Tahapan-Tahapan Tari Gandrung
b. Maju
Setelah banjar selesai, maka penandak dari memberikan selendang-selendang kepada karet tamu. Tamu-tamu pentinglah yang terlebih dahulu mendapat kesempatan menari bersama-sama. Biasanya karet tamu terdiri dari empat orang, membentuk bujur sangkar dengan penandak berada di tengah-tengah. Gandrung akan bertandang ke karet tamu satu persatu yang menari dengannya dengan gerakan-gerakan yang menggoda. Itulah esensi dari ajojing gandrung, yakni menggambarkan hawa nafsu.
Setelah jadi menari, penandak akan bertandang ke rombongan penonton, dengan meminta alpa satu penonton untuk memilih lagu yang akan dibawakan. Acara ini diselang-seling antara maju dengan repen (nyanyian yang tak ditarikan), dengan berlangsung sepanjang malam hingga menjelang subuh. Kadang-kadang demonstrasi ini menimbulkan kekacauan, yang disebabkan bagi karet penonton yang menunggu giliran ataupun mabuk, sehingga perkelahian tak terelakkan lagi.
|.
Tahapan-Tahapan Tari Gandrung
c. Seblang Subuh
Bagian ini merupakan kesudahan dari seluruh rangkaian demonstrasi tercantol Banyuwangi. Setelah jadi melakukan maju dengan beradu sejenak, dimulailah belahan seblang subuh. Dimulai dengan gerakan penandak yang perlahan dengan penuh penghayatan, adakalanya dengan membawa baling-baling yang dikibas-kibaskan berdasarkan aksen ataupun tanpa membawa baling-baling sama banget dengan menyanyikan lagu-lagu bertema sedih andaikan seblang lokento. Suasana misterius terasa pada saat belahan seblang subuh ini, karena lagi terhubung erat dengan formalitas seblang. Ritual seblang adalah suatu formalitas pengobatan ataupun penyucian yang lagi dilakukan bagi penari-penari betina lanjut usia meski alot dijumpai. Pada masa sekarang ini, belahan seblang subuh kerap dihilangkan meskipun sebenarnya belahan ini jadi kesudahan suatu demonstrasi arena gandrung.
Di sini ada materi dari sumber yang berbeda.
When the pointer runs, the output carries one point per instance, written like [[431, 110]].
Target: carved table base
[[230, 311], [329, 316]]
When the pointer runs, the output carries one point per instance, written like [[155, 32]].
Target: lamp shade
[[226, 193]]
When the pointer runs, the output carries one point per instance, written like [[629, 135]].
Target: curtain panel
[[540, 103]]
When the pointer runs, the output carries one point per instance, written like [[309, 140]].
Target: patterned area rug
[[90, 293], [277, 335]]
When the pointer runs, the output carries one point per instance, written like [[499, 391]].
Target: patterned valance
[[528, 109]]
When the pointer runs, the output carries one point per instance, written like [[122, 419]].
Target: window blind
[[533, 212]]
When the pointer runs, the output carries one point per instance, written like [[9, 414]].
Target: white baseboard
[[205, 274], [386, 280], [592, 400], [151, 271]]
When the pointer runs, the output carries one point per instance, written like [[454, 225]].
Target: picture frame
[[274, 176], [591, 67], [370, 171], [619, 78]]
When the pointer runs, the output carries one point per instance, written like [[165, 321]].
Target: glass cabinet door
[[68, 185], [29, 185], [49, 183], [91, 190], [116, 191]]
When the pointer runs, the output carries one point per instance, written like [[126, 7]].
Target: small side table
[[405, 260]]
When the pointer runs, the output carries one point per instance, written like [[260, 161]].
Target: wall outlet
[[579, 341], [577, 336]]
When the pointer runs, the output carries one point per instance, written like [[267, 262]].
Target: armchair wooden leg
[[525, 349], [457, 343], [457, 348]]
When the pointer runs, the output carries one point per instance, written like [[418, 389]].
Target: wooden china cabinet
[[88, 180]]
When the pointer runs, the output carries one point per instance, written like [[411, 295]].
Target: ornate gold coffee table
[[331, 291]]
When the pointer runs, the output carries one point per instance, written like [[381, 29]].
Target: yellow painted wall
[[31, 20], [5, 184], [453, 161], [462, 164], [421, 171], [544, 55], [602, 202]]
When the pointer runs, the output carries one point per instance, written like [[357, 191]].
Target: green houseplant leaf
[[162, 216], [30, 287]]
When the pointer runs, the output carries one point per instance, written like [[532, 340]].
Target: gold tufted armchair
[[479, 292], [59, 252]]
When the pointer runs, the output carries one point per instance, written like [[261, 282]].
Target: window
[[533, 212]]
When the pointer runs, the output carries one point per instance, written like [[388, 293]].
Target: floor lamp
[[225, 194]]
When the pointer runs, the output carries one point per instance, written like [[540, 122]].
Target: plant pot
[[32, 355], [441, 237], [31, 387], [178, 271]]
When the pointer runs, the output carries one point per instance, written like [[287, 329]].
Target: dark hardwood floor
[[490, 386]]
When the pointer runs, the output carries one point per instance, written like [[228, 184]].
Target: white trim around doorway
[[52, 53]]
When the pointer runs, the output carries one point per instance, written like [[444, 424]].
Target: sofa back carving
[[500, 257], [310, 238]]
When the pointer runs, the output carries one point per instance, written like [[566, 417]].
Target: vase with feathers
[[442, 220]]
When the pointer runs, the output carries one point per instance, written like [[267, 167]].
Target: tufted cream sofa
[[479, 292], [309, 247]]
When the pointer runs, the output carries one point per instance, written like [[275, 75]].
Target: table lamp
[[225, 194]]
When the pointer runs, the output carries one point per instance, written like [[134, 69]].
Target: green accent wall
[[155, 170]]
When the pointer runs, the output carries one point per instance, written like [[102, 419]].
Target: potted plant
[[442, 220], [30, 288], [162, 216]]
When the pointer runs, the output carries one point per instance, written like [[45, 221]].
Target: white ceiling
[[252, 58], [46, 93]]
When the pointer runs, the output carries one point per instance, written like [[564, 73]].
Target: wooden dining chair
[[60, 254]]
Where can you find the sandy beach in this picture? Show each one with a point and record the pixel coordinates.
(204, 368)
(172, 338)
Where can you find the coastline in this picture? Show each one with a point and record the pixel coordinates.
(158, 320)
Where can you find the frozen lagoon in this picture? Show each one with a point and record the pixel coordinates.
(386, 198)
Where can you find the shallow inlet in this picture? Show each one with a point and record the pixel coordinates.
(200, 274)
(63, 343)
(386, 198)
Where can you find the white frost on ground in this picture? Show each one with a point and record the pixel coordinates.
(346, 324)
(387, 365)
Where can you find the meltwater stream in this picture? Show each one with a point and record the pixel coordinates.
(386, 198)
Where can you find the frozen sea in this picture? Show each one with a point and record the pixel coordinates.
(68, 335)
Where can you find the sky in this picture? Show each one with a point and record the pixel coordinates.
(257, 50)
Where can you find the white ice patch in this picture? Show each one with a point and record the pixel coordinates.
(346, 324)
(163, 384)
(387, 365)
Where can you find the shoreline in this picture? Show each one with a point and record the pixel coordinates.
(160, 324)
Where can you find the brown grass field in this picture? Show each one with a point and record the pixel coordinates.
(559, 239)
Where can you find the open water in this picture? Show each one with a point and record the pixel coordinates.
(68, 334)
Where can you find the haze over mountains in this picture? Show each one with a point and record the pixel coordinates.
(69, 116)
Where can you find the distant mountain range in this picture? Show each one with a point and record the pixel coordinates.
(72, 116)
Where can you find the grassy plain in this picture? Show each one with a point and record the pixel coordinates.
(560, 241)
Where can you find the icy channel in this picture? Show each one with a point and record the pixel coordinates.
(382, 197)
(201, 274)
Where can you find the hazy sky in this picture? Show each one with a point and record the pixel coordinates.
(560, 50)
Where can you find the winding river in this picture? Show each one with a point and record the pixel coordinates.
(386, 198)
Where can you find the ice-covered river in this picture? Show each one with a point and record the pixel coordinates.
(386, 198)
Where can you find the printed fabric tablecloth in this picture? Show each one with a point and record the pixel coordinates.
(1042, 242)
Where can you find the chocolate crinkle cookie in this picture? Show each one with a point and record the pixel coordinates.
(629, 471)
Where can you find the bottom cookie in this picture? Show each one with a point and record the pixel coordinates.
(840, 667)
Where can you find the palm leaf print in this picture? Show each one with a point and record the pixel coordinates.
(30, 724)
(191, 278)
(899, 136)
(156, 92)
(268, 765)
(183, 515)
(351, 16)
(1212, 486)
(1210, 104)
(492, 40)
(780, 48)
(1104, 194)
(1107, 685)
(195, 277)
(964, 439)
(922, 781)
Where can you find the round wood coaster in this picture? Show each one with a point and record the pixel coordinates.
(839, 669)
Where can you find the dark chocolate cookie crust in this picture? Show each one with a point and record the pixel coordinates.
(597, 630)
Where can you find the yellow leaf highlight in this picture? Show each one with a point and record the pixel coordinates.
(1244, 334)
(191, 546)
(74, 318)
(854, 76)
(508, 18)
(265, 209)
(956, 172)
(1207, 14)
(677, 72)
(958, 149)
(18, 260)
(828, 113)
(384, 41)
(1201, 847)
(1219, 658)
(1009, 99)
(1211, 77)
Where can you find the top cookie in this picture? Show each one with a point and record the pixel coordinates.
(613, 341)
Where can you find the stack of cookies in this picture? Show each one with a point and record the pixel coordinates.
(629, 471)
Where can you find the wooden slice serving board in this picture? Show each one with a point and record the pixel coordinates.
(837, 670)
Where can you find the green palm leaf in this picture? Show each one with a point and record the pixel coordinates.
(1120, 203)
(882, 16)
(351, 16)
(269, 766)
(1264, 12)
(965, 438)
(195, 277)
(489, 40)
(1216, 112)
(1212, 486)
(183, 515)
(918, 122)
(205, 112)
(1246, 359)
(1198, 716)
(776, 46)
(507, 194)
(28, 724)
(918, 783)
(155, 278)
Tahapan Ketiga, Seblang Subuh
Upaya Pelestarian
Upaya Pelestarian Tari Gandrung
Pemerintah Kabupaten Banyuwangi sekarang dari mewajibkan saban siswanya dari SD hingga SMA untuk mengikuti ekstrakurikuler kesenian Banyuwangi. Salah satu diantaranya diwajibkan mempelajari ajojing Jejer yang merupakan belahan dari demonstrasi tercantol Banyuwangi.
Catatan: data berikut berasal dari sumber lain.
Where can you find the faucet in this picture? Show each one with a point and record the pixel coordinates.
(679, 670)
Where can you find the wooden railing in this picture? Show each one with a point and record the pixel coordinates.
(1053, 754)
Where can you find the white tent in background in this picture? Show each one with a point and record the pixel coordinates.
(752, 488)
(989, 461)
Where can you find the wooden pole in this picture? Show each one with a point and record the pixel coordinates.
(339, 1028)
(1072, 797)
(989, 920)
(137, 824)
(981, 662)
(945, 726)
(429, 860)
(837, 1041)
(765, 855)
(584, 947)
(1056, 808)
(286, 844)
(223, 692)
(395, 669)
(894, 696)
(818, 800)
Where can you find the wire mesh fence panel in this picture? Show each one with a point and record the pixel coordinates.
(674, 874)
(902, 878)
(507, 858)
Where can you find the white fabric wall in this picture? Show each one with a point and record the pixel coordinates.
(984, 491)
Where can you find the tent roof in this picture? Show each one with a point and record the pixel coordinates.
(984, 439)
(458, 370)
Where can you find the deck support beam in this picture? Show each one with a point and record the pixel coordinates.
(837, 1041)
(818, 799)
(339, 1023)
Ekstrakulikuler Tari Gandrung di SMA Negeri 1 Cluring
Sejak tarikh 2000, antusiasme seniman-budayawan Dewan Kesenian Blambangan meningkat. Gandrung, di pandangan kelompok ini adalah kesenian yang mengandung nilai-nilai historis komunitas Osing yang terus-menerus tertekan secara struktural maupun kultural. Dengan kata lain, Gandrung adalah bangun kehadiran budaya masyarakat Osing.
|.
Upaya Pelestarian Tari Gandrung
Di sisi lain, penandak tercantol tak pernah lepas dari prasangka ataupun citra minus di tengah masyarakat luas. Beberapa kelompok sosial tertentu, terutama kaum santri menilai bahwa penandak Gandrung adalah betina yang berprofesi amat minus dengan mendapatkan perlakuan yang tak pantas, tersudut, terpinggirkan dengan apalagi terdiskriminasi di kehidupan sehari-hari.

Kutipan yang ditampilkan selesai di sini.